The question today, however, is CAN the boomers really have an impact. I could go through economic models and simulations, or historical data and trends to show it to you, but I leave that for the book “The Coming Crash: How a House of Cards Will Fall as We Pull Out the Foundation.”

However, there is a simple way to see that there will be an effect: consider the raw SIZE of the baby boom generation. Boomers consistent of 80 million people in our population.

In this day and age where we throw around the words millions, billions, and trillions, but rarely if ever actually count up past twenty ourselves, what is 80 million?

There are lots of ways to understand what 80 million is, but to see the impact on the stock market, consider the following:

The population of the cities of: New York , Los Angeles, Chicago, Houston, Philadelphia, Pheonix, San Diego, Dallas, San Antonio, Detroit, San Jose, Indianapolis, San Francisco, Jacksonville, Columbus, Austin, Baltimore, Memphis, Milwaukee, Boston, and Washington combined is only about 30 million – less than half the total baby boomers.

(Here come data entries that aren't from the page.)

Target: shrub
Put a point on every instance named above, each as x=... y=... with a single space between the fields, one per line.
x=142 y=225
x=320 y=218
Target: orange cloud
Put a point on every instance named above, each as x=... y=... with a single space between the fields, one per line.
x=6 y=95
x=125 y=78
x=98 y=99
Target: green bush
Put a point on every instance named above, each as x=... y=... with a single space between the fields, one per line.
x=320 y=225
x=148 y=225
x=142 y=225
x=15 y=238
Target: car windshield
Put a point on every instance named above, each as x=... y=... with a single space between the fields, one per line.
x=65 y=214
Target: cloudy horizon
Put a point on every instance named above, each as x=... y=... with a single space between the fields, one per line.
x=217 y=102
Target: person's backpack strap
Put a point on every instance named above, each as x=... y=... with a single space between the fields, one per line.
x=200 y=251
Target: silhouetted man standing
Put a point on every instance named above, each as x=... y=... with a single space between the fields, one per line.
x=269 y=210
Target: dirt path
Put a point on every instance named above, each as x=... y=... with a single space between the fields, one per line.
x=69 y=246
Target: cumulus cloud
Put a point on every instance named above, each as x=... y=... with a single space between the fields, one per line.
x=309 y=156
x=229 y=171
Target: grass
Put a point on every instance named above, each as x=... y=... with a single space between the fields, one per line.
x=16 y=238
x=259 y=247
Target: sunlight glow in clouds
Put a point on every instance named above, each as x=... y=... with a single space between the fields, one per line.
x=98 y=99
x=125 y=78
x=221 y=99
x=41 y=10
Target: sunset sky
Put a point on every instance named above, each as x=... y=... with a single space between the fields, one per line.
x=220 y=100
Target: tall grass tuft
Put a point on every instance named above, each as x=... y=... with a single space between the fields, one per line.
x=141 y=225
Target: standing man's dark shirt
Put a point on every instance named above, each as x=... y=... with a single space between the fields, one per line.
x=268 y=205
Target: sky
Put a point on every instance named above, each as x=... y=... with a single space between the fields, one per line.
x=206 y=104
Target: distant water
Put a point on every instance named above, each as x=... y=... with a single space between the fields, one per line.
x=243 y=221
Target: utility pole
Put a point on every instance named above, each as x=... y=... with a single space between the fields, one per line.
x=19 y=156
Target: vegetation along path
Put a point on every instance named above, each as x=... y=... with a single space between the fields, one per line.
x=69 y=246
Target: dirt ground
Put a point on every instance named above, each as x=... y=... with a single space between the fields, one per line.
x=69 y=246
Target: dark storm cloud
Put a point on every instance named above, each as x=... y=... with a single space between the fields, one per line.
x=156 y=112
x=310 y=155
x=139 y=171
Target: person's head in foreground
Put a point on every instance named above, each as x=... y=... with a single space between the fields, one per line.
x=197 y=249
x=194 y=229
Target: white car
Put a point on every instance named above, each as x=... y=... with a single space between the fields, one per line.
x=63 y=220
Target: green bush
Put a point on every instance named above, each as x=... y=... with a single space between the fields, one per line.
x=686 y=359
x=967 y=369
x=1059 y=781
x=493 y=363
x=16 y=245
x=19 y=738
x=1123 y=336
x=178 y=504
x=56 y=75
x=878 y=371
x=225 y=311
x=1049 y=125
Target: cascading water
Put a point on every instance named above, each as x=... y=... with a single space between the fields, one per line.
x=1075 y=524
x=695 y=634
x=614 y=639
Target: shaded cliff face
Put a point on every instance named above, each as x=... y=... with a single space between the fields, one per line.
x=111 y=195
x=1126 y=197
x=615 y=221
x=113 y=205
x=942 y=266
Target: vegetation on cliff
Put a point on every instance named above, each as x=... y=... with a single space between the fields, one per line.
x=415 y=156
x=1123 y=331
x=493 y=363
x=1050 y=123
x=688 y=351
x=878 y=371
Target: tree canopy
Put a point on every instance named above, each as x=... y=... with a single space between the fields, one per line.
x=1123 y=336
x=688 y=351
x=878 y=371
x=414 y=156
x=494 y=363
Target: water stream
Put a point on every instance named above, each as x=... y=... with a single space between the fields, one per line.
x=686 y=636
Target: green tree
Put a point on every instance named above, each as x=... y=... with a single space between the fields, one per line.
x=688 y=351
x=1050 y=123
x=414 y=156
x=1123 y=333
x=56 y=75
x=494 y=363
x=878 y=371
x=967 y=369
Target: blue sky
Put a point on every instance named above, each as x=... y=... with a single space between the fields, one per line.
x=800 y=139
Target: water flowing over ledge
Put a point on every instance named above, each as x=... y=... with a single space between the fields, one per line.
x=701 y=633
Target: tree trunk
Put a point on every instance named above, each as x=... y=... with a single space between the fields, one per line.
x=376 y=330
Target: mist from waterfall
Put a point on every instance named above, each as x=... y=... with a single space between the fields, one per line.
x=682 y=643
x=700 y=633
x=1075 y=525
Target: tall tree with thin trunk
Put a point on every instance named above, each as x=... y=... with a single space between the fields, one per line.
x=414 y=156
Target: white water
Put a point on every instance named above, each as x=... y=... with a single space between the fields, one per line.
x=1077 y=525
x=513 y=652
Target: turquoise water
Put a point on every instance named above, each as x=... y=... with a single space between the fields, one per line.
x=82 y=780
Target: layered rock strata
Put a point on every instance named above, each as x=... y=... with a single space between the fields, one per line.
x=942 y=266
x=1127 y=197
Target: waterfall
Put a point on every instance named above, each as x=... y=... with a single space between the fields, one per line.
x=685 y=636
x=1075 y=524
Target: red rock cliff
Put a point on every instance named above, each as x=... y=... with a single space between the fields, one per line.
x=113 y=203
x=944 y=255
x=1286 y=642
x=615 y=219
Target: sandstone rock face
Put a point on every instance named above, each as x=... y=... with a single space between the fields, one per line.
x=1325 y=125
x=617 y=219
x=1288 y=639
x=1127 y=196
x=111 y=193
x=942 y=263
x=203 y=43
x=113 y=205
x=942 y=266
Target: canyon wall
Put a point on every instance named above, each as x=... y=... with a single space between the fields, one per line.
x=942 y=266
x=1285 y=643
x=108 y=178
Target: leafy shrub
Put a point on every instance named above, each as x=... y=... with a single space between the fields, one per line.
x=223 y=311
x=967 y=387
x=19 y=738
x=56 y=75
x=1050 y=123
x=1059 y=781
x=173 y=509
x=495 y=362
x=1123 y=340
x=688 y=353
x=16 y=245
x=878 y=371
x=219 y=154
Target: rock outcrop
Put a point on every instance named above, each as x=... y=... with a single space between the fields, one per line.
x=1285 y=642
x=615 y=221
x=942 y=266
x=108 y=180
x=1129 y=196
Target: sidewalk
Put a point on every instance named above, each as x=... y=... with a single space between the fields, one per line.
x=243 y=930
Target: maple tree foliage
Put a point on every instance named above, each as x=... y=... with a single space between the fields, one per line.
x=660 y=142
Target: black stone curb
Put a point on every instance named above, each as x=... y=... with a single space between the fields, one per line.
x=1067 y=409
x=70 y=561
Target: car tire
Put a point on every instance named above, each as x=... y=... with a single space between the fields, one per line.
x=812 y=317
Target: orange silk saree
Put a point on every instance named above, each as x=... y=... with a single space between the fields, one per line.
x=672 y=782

Why these cities? They are the 20 most populous cities in the entire United States according to the 2000 Census!

In other words, the 20 largest U.S. cities would only account for less than half the baby boomers!

Imagine what would happen if all the people in the 20 largest U.S. cities took their money out of the stock market, and then took out money for someone else too.

The thought is staggering. The effect is large. Detailed computer simulations combined with historical data show it is inevitable, as the tidal wave of retirees hits. The only question is how to best prepare yourself.